Mariaam Bhatti: Tales of a Domestic Worker
As I was watching Oscar-winning movie The Help for the third time (I really like it) I started noticing and thinking of things I never thought of before, triggered by a scene where Constantine, an elderly domestic worker, was expelled on the spot from the job she held for more than two decades because her loud daughter had come to visit unannounced when her employer had ‘important’ guests over for dinner. Constantine was fired right there and then, in front of the dinner guests, without any hesitation or consideration of the kind of a person or worker she had been the entire time she had worked for the family.
You might think such a thing could only happen in the movies, but the reality is that sudden dismissal for even the smallest mistake – or perceived mistake – is commonplace in domestic work.
In my own experience, I was constantly reminded by my former employer that I could be fired any minute if something went wrong, so much that the eldest girl of the two I cared for, who was eight at the time, even childishly reminded me that her mom would fire me if I didn’t do this or that. Many times I would just let it pass, but deep inside I was hurt at such threats that always hung over my head.
Ten years ago, one of my close friends in South Africa would repeatedly tell me stories about people close to her, such that sometimes she would forget she had told me the story before and tell it again. One of her many stories was that of her aunt, who was a domestic worker for a South African Indian family from the time their two children were very little until these ‘kids’ were adults and at university (they are now well established and settled in their professions as a lawyer and a doctor respectively and have families of their own).
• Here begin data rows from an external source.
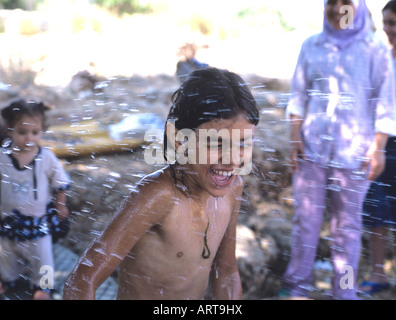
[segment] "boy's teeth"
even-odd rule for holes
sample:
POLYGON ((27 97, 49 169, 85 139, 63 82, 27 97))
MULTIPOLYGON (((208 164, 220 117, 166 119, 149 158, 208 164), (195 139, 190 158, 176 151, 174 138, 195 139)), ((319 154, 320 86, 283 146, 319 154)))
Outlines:
POLYGON ((234 174, 234 171, 235 170, 232 170, 232 171, 213 170, 214 173, 222 175, 222 176, 226 176, 226 177, 232 176, 234 174))

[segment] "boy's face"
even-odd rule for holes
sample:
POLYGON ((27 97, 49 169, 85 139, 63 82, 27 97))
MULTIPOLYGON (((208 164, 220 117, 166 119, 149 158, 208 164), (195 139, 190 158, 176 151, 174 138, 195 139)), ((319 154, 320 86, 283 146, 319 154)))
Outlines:
POLYGON ((248 173, 241 168, 251 165, 254 127, 244 115, 201 124, 195 130, 195 161, 188 164, 193 183, 213 197, 223 197, 236 175, 248 173))
POLYGON ((391 10, 382 12, 384 31, 388 36, 389 43, 396 48, 396 14, 391 10))
POLYGON ((23 115, 9 131, 9 135, 13 140, 13 147, 17 147, 20 151, 33 150, 40 143, 43 125, 40 116, 31 117, 23 115))

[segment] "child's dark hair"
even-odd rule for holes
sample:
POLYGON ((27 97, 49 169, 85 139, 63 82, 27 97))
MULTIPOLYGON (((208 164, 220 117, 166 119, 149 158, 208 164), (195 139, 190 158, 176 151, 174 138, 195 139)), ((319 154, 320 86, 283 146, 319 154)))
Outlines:
MULTIPOLYGON (((242 78, 227 70, 205 68, 192 72, 172 96, 173 105, 167 122, 175 128, 195 130, 213 119, 230 119, 243 114, 257 125, 259 110, 250 89, 242 78)), ((164 157, 167 136, 164 135, 164 157)))
POLYGON ((43 130, 47 130, 47 118, 45 112, 50 108, 42 101, 18 99, 12 101, 7 107, 1 110, 1 116, 8 128, 13 128, 15 123, 23 116, 40 116, 42 119, 43 130))
POLYGON ((390 11, 392 11, 394 14, 396 14, 396 0, 391 0, 391 1, 389 1, 389 2, 385 5, 385 7, 382 9, 382 11, 385 11, 385 10, 390 10, 390 11))

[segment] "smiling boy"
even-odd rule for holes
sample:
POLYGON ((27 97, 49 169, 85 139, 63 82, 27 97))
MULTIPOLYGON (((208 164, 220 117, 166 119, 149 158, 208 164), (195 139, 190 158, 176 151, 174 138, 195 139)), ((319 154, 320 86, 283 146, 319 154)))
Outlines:
MULTIPOLYGON (((118 299, 203 299, 209 281, 213 298, 241 299, 235 244, 243 183, 236 173, 250 161, 252 146, 245 142, 252 140, 258 118, 239 76, 215 68, 193 72, 175 92, 167 122, 177 132, 194 132, 196 143, 183 148, 182 156, 195 161, 180 164, 176 154, 175 162, 138 184, 81 257, 64 297, 93 299, 119 267, 118 299), (230 140, 201 141, 200 130, 209 129, 228 132, 230 140), (238 146, 237 152, 225 144, 238 146), (199 159, 203 150, 205 161, 199 159)), ((168 144, 174 150, 182 145, 167 133, 165 158, 168 144)))

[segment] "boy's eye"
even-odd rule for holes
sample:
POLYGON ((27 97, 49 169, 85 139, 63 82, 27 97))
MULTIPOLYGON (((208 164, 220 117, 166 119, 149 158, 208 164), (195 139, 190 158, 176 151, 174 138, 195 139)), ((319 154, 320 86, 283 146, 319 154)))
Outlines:
MULTIPOLYGON (((229 144, 230 144, 230 142, 229 142, 229 144)), ((248 139, 248 140, 244 140, 244 141, 238 141, 238 142, 233 143, 232 146, 236 147, 236 148, 251 148, 253 146, 253 140, 248 139)), ((208 141, 207 147, 208 147, 208 149, 211 149, 211 150, 221 149, 221 148, 223 148, 223 142, 208 141)))
POLYGON ((221 148, 221 147, 222 147, 222 144, 221 144, 221 143, 218 143, 218 142, 209 143, 209 144, 208 144, 208 148, 209 148, 209 149, 212 149, 212 150, 219 149, 219 148, 221 148))
POLYGON ((244 148, 251 148, 253 146, 253 140, 241 141, 240 146, 244 148))
POLYGON ((208 149, 216 150, 222 147, 222 140, 213 140, 210 137, 206 140, 206 145, 208 149))

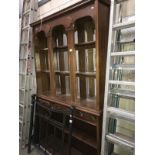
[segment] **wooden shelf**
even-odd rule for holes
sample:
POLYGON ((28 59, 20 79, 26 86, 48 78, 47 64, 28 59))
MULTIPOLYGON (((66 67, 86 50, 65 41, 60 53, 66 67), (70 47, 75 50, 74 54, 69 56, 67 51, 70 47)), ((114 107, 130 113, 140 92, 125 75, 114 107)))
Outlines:
POLYGON ((90 109, 96 109, 96 97, 77 99, 76 105, 80 107, 86 107, 90 109))
MULTIPOLYGON (((50 141, 51 141, 51 136, 48 137, 48 144, 46 143, 46 139, 43 139, 41 140, 40 142, 40 148, 44 151, 45 149, 50 153, 50 152, 53 152, 52 150, 52 145, 50 145, 50 141)), ((63 152, 64 155, 68 155, 68 146, 67 144, 65 143, 64 145, 64 152, 63 152)), ((52 154, 50 154, 52 155, 52 154)), ((58 153, 59 155, 59 153, 58 153)), ((84 155, 83 153, 81 153, 79 150, 77 150, 76 148, 74 148, 73 146, 71 147, 71 155, 84 155)))
POLYGON ((44 71, 42 71, 43 73, 50 73, 50 71, 49 70, 44 70, 44 71))
POLYGON ((79 48, 87 48, 87 49, 89 49, 89 48, 95 48, 95 41, 90 41, 90 42, 84 42, 84 43, 78 43, 78 44, 75 44, 75 47, 77 48, 77 49, 79 49, 79 48))
POLYGON ((44 70, 44 71, 42 71, 42 70, 37 70, 37 73, 50 73, 50 71, 49 71, 49 70, 44 70))
POLYGON ((69 75, 70 72, 69 71, 55 71, 56 75, 69 75))
POLYGON ((97 149, 97 141, 94 137, 92 137, 91 135, 87 134, 86 132, 83 132, 81 130, 74 130, 73 137, 75 137, 76 139, 88 144, 89 146, 97 149))
POLYGON ((40 49, 40 51, 48 51, 48 48, 40 49))
POLYGON ((58 105, 60 104, 66 107, 71 106, 71 96, 67 96, 65 94, 53 96, 51 92, 47 91, 47 92, 41 93, 39 97, 46 101, 57 103, 58 105))
POLYGON ((96 77, 96 72, 76 72, 76 76, 96 77))
POLYGON ((96 123, 93 123, 93 122, 91 122, 91 121, 88 121, 88 120, 79 118, 79 117, 77 117, 77 116, 74 116, 74 118, 77 119, 77 120, 80 120, 80 121, 82 121, 82 122, 88 123, 88 124, 90 124, 90 125, 97 126, 96 123))
MULTIPOLYGON (((66 133, 68 133, 68 129, 65 130, 66 133)), ((87 132, 84 132, 79 129, 74 129, 72 132, 72 137, 78 139, 79 141, 93 147, 94 149, 97 149, 97 141, 96 139, 88 134, 87 132)))
POLYGON ((68 47, 67 46, 57 46, 57 47, 54 47, 54 51, 56 51, 56 50, 68 51, 68 47))

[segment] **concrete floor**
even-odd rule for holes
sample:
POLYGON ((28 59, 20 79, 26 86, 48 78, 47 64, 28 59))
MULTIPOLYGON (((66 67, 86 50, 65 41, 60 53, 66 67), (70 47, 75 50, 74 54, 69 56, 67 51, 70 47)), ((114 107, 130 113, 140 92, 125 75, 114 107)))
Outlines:
MULTIPOLYGON (((72 148, 71 150, 72 155, 83 155, 81 152, 78 150, 72 148)), ((27 153, 27 147, 24 149, 19 149, 19 155, 45 155, 45 152, 42 149, 39 149, 37 147, 32 146, 31 153, 27 153)))
POLYGON ((32 146, 32 151, 30 154, 27 153, 27 147, 26 147, 25 149, 19 150, 19 155, 44 155, 44 152, 41 149, 32 146))

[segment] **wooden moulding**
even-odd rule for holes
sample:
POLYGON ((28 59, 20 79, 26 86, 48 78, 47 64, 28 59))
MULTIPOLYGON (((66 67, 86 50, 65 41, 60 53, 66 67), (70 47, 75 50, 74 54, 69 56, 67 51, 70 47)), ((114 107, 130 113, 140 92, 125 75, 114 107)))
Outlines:
POLYGON ((68 75, 69 76, 69 71, 55 71, 56 75, 68 75))
POLYGON ((58 46, 58 47, 54 47, 54 51, 59 50, 60 52, 62 51, 67 51, 68 47, 67 46, 58 46))
MULTIPOLYGON (((86 1, 83 1, 83 2, 85 3, 86 1)), ((37 21, 35 23, 32 23, 31 26, 34 29, 35 34, 37 34, 40 31, 44 31, 45 34, 47 34, 49 31, 53 30, 53 28, 58 25, 64 25, 65 29, 68 29, 79 18, 90 16, 95 20, 96 18, 95 8, 94 9, 91 9, 91 8, 94 8, 93 0, 89 0, 89 3, 85 3, 80 6, 78 6, 78 4, 75 4, 74 8, 71 9, 69 12, 61 13, 57 16, 53 14, 51 16, 48 16, 47 19, 45 17, 42 21, 37 21)))
POLYGON ((75 44, 75 48, 76 49, 80 49, 80 48, 86 48, 86 49, 95 48, 95 43, 96 43, 95 41, 78 43, 78 44, 75 44))
POLYGON ((76 76, 96 77, 96 72, 76 72, 76 76))
POLYGON ((50 92, 45 92, 45 93, 38 95, 38 97, 46 102, 49 102, 50 104, 56 103, 56 104, 60 104, 65 107, 70 107, 70 106, 74 105, 77 110, 80 110, 80 111, 83 111, 83 112, 86 112, 88 114, 92 114, 95 116, 101 116, 101 114, 102 114, 102 110, 98 111, 95 109, 80 106, 79 104, 74 104, 71 101, 70 96, 65 96, 65 95, 53 96, 53 95, 51 95, 50 92))

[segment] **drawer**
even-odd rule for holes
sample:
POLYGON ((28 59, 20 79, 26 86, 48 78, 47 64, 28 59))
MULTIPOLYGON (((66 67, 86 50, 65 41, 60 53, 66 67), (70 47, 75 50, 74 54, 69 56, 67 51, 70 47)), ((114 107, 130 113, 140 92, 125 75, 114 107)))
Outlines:
POLYGON ((64 106, 56 103, 56 102, 51 102, 51 101, 46 101, 46 100, 43 100, 43 99, 39 99, 39 102, 41 105, 44 105, 48 108, 65 108, 64 106))
POLYGON ((43 100, 39 100, 36 104, 36 113, 45 117, 50 116, 50 104, 48 102, 44 102, 43 100))
POLYGON ((50 107, 51 106, 49 101, 45 101, 45 100, 42 100, 42 99, 39 99, 39 104, 41 104, 43 106, 46 106, 46 107, 50 107))
POLYGON ((36 106, 36 112, 38 114, 43 115, 43 116, 49 116, 50 115, 50 109, 52 109, 52 108, 64 109, 63 106, 56 104, 54 102, 39 100, 39 103, 37 103, 37 106, 36 106))
POLYGON ((89 113, 86 113, 83 111, 75 110, 74 116, 77 119, 83 120, 83 121, 90 123, 92 125, 96 125, 97 118, 95 115, 92 115, 92 114, 89 114, 89 113))

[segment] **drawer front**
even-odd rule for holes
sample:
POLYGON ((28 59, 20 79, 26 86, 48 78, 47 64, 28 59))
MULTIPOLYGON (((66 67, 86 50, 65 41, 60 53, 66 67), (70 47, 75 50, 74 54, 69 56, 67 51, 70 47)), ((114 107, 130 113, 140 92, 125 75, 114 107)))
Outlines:
POLYGON ((95 115, 92 115, 92 114, 89 114, 89 113, 86 113, 83 111, 79 111, 79 110, 75 110, 74 115, 75 115, 75 117, 77 117, 83 121, 86 121, 88 123, 90 122, 91 124, 96 125, 97 118, 95 115))
POLYGON ((46 101, 46 100, 43 100, 43 99, 39 99, 40 101, 40 104, 44 105, 44 106, 47 106, 48 108, 65 108, 65 106, 63 105, 60 105, 56 102, 51 102, 51 101, 46 101))
MULTIPOLYGON (((42 114, 44 116, 49 115, 48 109, 51 109, 52 107, 53 108, 61 108, 61 109, 66 108, 60 104, 55 103, 55 102, 48 102, 48 101, 44 101, 44 100, 40 100, 39 104, 43 105, 44 107, 47 107, 47 110, 45 110, 41 106, 38 106, 38 108, 37 108, 37 113, 42 114)), ((79 119, 81 121, 87 122, 87 123, 95 125, 95 126, 97 125, 97 116, 95 116, 93 114, 75 109, 74 116, 76 119, 79 119)))
POLYGON ((36 105, 36 114, 39 114, 44 117, 49 117, 49 108, 50 107, 47 104, 39 103, 36 105))
POLYGON ((50 114, 50 109, 52 108, 61 108, 63 109, 64 107, 56 104, 54 102, 48 102, 44 100, 39 100, 39 103, 37 104, 36 112, 38 114, 44 115, 44 116, 49 116, 50 114))

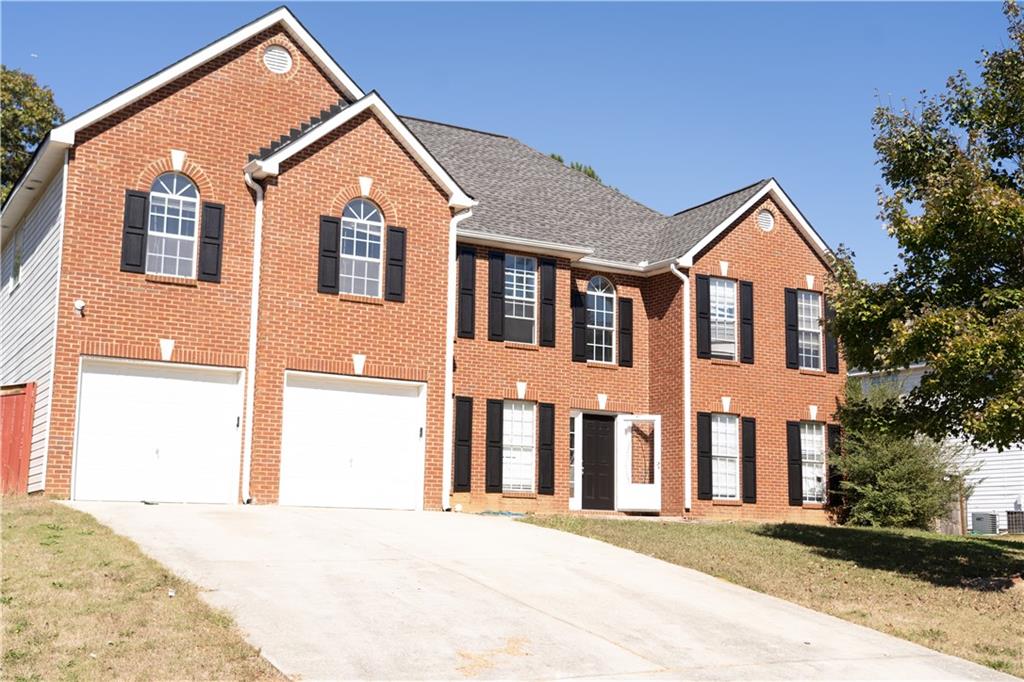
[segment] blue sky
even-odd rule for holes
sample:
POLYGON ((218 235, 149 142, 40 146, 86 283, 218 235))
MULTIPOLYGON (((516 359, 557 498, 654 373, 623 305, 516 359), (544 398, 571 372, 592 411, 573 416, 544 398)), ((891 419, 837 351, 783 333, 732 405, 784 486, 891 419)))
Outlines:
MULTIPOLYGON (((4 2, 0 57, 70 116, 275 6, 4 2)), ((290 7, 399 113, 559 152, 659 211, 775 176, 871 279, 897 258, 876 217, 877 98, 974 74, 1006 36, 996 2, 290 7)))

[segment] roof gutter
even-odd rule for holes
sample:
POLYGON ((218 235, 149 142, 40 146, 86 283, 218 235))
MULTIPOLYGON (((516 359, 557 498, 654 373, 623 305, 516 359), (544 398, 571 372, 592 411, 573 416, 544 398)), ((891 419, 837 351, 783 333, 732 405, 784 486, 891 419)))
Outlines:
POLYGON ((585 246, 570 246, 539 239, 527 239, 525 237, 508 237, 489 232, 477 232, 475 230, 456 230, 456 237, 460 242, 466 244, 477 244, 479 246, 497 246, 499 248, 513 248, 516 251, 527 253, 540 253, 550 256, 560 256, 571 261, 578 261, 585 256, 594 253, 594 250, 585 246))
MULTIPOLYGON (((682 259, 679 259, 682 261, 682 259)), ((690 276, 680 272, 675 263, 670 263, 668 269, 683 283, 683 459, 685 469, 683 471, 683 508, 690 511, 693 502, 693 424, 690 415, 692 403, 693 382, 690 372, 690 276)))

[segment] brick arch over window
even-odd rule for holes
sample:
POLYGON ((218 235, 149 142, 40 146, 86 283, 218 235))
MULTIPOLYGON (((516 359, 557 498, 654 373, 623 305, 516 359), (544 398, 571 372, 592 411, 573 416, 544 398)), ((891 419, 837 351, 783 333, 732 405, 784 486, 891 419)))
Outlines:
POLYGON ((297 56, 301 52, 302 50, 299 46, 288 39, 287 34, 279 33, 260 43, 259 47, 252 51, 252 57, 260 77, 291 80, 295 78, 303 68, 304 60, 299 59, 297 56), (274 45, 288 50, 288 54, 292 57, 292 66, 284 73, 274 73, 263 63, 263 53, 267 51, 268 47, 272 47, 274 45))
POLYGON ((210 180, 210 176, 206 174, 206 171, 189 158, 185 159, 185 163, 182 164, 180 171, 174 170, 174 167, 171 166, 170 152, 163 158, 146 164, 135 178, 135 187, 148 190, 153 186, 153 182, 164 173, 181 173, 186 176, 195 184, 196 189, 199 190, 199 196, 204 201, 213 197, 213 182, 210 180))
POLYGON ((385 225, 396 225, 401 222, 398 217, 398 206, 395 205, 395 202, 391 200, 388 193, 382 190, 376 182, 373 183, 370 193, 366 196, 363 196, 358 181, 342 187, 331 201, 331 215, 340 216, 348 202, 353 199, 369 199, 377 204, 384 216, 385 225))

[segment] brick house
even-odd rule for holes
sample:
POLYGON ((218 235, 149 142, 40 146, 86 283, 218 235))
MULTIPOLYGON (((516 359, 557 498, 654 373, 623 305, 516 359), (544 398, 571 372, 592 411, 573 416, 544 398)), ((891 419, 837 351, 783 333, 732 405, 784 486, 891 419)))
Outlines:
POLYGON ((0 234, 30 492, 824 519, 829 250, 774 179, 662 215, 286 8, 51 131, 0 234))

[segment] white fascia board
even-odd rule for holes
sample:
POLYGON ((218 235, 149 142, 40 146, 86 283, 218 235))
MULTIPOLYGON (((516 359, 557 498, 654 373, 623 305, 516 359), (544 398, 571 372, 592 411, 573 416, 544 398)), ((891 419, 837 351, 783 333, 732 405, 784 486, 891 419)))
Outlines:
POLYGON ((782 191, 782 188, 779 187, 779 183, 772 178, 757 194, 747 199, 747 201, 736 209, 732 215, 719 223, 715 229, 704 235, 703 239, 697 242, 689 251, 680 256, 676 261, 677 265, 684 268, 693 267, 694 259, 707 247, 708 244, 717 239, 720 234, 725 232, 725 230, 729 229, 733 223, 739 220, 740 216, 749 211, 769 194, 771 194, 776 203, 782 207, 782 210, 786 212, 786 215, 791 221, 793 221, 793 224, 796 225, 801 234, 810 241, 811 245, 818 252, 818 255, 821 256, 825 262, 828 262, 829 256, 832 254, 831 250, 818 233, 814 231, 814 228, 811 227, 809 222, 807 222, 807 219, 804 218, 803 214, 800 213, 800 209, 798 209, 796 205, 790 201, 789 197, 786 196, 786 193, 782 191))
POLYGON ((345 108, 341 113, 337 114, 326 123, 318 125, 306 135, 300 137, 291 144, 285 145, 266 159, 253 162, 257 164, 256 168, 258 168, 255 173, 256 177, 264 178, 268 175, 279 174, 281 172, 281 164, 284 161, 309 147, 311 144, 314 144, 324 136, 329 135, 332 131, 337 130, 342 125, 367 110, 372 110, 373 113, 377 115, 377 118, 384 124, 388 131, 391 132, 391 134, 402 143, 406 150, 411 152, 413 157, 423 165, 430 177, 444 188, 445 192, 448 194, 449 207, 455 210, 462 210, 476 206, 477 202, 462 191, 462 188, 459 187, 457 182, 455 182, 455 179, 448 175, 448 171, 446 171, 441 164, 437 162, 437 159, 427 151, 427 148, 424 147, 416 136, 412 134, 412 131, 402 123, 401 119, 395 115, 395 112, 391 111, 391 108, 376 92, 371 92, 366 95, 358 102, 355 102, 345 108))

I remembered that story, and last week asked my friend about her aunt; I couldn’t believe it when told she is still working for that same family, now on 37 years. Apparently her roles changed when the children grew up from being a childminder and housekeeper to a carer for her ageing employers, and she’s due to retire age the age of 60 in three years’ time.
My friend is so proud of her aunt for staying in one job so long. And it made me think of how her aunt must have been such a good worker to ‘keep’ her job for nearly four decades. I also thought her employers seemed good as they offered her assistance with her children’s education and helped her build a home in her rural village. Even so, I was also told she fears that from the day she retires she won’t have any more earnings, so she has to make most of it while it lasts.
Of course in this case she would rely on her children’s financial support – as is the tradition in African culture – or rely on the government’s elderly pension, but it seems a shame for her 40 years of dedication to just end, like that. It makes me wonder if there are any domestic workers in Ireland who have gone on proper retirement like more ‘regular’ employees.
Mariaam Bhatti is a member of the Domestic Workers Action Group and Forced Labour Action Group of the Migrant Rights Centre Ireland.